Centrala begrepp
Quantum machine learning, which involves running machine learning algorithms on quantum devices, has significant potential but faces challenges in the current Noisy Intermediate-Scale Quantum (NISQ) era. This review provides a comprehensive overview of the various concepts and techniques that have emerged in the field, including Variational Quantum Algorithms (VQA), Quantum Neural Tangent Kernel (QNTK), and the issue of barren plateaus. It also explores the potential of Fault-Tolerant Quantum Computation (FTQC) algorithms and their applications in quantum machine learning.
Sammanfattning
This comprehensive review covers the current state of quantum machine learning, focusing on developments in both the Noisy Intermediate-Scale Quantum (NISQ) era and the future Fault-Tolerant Quantum Computation (FTQC) era.
In the NISQ era, the review delves into Variational Quantum Algorithms (VQA), which are a central framework. VQA comprises four key elements: the objective function, parameterized quantum circuits (PQC), measurement strategies, and classical optimization techniques. The review also discusses the Quantum Neural Tangent Kernel (QNTK), which provides a theoretical foundation for quantum neural networks and an understanding of stochastic gradient descent dynamics. Additionally, the issue of barren plateaus, where the loss landscape becomes exponentially flat, is explored through the lens of quantum landscape theory.
Moving to the FTQC era, the review introduces several quantum algorithms with the potential for exponential speedup, such as Quantum Phase Estimation (QPE), Quantum Principal Component Analysis (QPCA), and the Harrow-Hassidim-Lloyd (HHL) algorithm. It also discusses the potential of these algorithms in the context of large-scale machine learning models.
The review also covers topics that amalgamate quantum principles with statistical learning theory, including shadow tomography, the classical shadow formalism, and the application of Quantum Machine Learning (QML) in the study of quantum data and quantum simulators.
Overall, this review provides a comprehensive and unbiased overview of the current state of quantum machine learning, highlighting both the challenges and the promising future directions in this rapidly evolving field.
Statistik
Quantum computers are susceptible to background noise, which imposes limitations on our ability to construct quantum computers with sufficient depth for executing tasks demanding fast and precise computations.
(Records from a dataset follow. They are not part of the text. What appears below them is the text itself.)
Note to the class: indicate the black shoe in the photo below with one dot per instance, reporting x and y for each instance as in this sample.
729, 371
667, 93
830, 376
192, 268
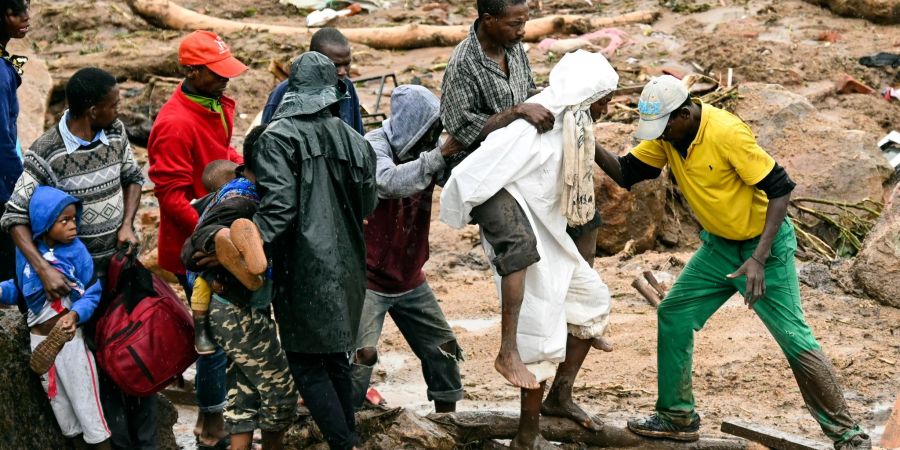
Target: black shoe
859, 442
657, 427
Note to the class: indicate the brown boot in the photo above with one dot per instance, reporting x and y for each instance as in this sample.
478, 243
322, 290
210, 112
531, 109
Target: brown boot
234, 262
44, 354
246, 239
203, 342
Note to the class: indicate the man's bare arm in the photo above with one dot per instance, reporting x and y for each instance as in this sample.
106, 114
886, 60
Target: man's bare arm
533, 113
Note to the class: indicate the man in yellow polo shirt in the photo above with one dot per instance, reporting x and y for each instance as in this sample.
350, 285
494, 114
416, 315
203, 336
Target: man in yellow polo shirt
740, 196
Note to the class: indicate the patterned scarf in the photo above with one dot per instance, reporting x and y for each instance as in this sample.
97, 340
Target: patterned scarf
578, 162
238, 187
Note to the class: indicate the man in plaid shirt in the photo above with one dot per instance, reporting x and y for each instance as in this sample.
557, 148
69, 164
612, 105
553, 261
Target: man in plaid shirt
486, 82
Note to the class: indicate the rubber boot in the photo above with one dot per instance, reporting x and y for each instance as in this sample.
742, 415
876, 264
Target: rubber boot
203, 342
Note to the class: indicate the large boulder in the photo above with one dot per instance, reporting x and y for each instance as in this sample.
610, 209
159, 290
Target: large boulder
823, 154
635, 215
877, 266
26, 420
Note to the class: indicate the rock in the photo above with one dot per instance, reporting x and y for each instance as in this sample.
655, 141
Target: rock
627, 215
33, 94
22, 399
817, 276
877, 266
410, 430
849, 85
822, 153
878, 11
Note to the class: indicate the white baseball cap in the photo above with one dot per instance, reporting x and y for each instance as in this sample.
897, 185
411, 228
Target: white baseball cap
660, 97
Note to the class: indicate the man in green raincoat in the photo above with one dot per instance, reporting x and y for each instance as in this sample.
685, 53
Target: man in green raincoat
316, 179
Current quantum computers can only handle on the order of around 100 qubits, and they all exhibit noise, making it challenging to derive tangible benefits for our daily lives.
Quantum error correction (QEC) codes are a solution to this predicament, providing a protective buffer zone against information loss in noisy environments.
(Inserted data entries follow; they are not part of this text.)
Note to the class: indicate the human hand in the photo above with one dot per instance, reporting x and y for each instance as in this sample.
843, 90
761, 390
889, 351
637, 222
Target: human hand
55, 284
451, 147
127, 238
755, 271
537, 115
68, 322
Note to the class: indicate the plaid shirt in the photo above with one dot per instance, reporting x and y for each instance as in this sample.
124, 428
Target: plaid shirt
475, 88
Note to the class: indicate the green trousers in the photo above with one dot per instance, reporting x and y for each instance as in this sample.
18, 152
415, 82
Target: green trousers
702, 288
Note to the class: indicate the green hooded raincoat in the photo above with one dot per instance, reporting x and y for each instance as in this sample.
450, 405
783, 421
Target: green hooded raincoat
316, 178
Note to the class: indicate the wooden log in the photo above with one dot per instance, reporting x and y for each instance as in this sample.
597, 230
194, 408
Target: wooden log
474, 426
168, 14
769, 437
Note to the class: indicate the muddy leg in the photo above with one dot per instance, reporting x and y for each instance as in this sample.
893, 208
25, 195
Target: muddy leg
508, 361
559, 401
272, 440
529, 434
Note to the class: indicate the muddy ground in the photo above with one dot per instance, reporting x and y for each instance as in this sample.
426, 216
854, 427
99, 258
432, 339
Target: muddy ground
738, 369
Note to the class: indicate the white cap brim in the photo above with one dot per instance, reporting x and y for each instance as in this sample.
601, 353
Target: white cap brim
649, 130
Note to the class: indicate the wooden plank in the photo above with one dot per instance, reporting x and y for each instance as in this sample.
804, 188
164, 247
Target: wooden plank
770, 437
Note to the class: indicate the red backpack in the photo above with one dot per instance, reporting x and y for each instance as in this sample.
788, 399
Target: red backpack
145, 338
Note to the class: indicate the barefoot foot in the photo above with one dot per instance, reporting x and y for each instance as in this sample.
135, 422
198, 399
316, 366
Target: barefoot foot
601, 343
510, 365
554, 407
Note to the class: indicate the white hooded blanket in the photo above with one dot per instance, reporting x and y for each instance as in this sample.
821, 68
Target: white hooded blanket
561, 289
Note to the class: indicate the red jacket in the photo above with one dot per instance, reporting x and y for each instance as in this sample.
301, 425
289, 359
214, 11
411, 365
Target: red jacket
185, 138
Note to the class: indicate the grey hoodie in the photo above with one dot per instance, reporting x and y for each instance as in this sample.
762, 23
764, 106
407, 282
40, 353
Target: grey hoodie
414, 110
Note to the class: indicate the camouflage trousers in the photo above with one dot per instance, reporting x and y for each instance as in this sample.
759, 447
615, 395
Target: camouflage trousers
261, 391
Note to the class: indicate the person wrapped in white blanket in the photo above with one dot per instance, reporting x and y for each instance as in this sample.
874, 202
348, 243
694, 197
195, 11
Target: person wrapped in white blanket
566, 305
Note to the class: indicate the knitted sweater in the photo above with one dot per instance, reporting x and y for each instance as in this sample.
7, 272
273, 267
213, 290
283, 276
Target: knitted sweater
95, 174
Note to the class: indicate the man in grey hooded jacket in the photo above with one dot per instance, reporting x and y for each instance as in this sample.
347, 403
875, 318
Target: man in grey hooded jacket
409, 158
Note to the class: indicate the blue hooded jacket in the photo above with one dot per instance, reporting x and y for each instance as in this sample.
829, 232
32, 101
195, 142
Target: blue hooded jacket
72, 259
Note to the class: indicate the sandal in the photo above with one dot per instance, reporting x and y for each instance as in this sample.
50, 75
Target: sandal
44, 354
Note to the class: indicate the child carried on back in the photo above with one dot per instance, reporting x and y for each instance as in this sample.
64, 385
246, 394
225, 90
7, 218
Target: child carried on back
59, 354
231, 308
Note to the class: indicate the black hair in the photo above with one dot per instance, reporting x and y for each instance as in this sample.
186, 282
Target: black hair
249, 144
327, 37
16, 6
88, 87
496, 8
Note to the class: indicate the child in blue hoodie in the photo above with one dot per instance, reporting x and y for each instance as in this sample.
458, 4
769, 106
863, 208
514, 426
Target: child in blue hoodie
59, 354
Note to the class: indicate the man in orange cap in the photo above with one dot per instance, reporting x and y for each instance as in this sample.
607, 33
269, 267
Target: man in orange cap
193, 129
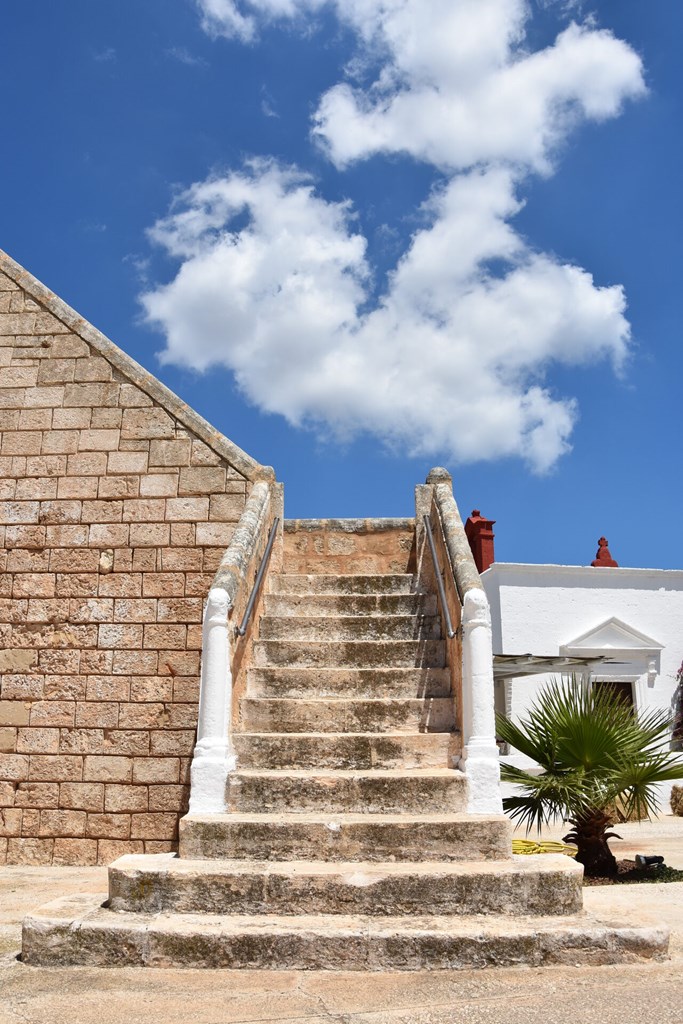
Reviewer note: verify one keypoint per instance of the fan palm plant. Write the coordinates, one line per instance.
(592, 751)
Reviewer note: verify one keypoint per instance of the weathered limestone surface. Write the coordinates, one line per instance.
(345, 844)
(326, 942)
(117, 502)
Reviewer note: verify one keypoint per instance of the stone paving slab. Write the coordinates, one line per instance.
(633, 994)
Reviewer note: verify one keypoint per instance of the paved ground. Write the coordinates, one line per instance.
(638, 994)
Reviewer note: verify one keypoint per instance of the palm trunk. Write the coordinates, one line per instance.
(590, 836)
Classical machine learning doesn't inherently reject noise, and the widely recognized stochastic gradient descent algorithm can even benefit from noise, suggesting that running certain machine learning algorithms on current (NISQ) quantum devices could have some significance.
Citat
"Quantum machine learning represents a highly promising realm in contemporary physics and computer science research, with far-reaching implications spanning quantum chemistry [108], artificial intelligence [89], and even high-energy physics [7]."
"Quantum computers are susceptible to background noise, which imposes limitations on our ability to construct quantum computers with sufficient depth for executing tasks demanding fast and precise computations."
"Quantum error correction (QEC) codes provide a protective buffer zone against information loss in noisy environments."
"Classical machine learning doesn't inherently reject noise, and the widely recognized stochastic gradient descent algorithm can even benefit from noise, suggesting that running certain machine learning algorithms on current (NISQ) quantum devices could have some significance."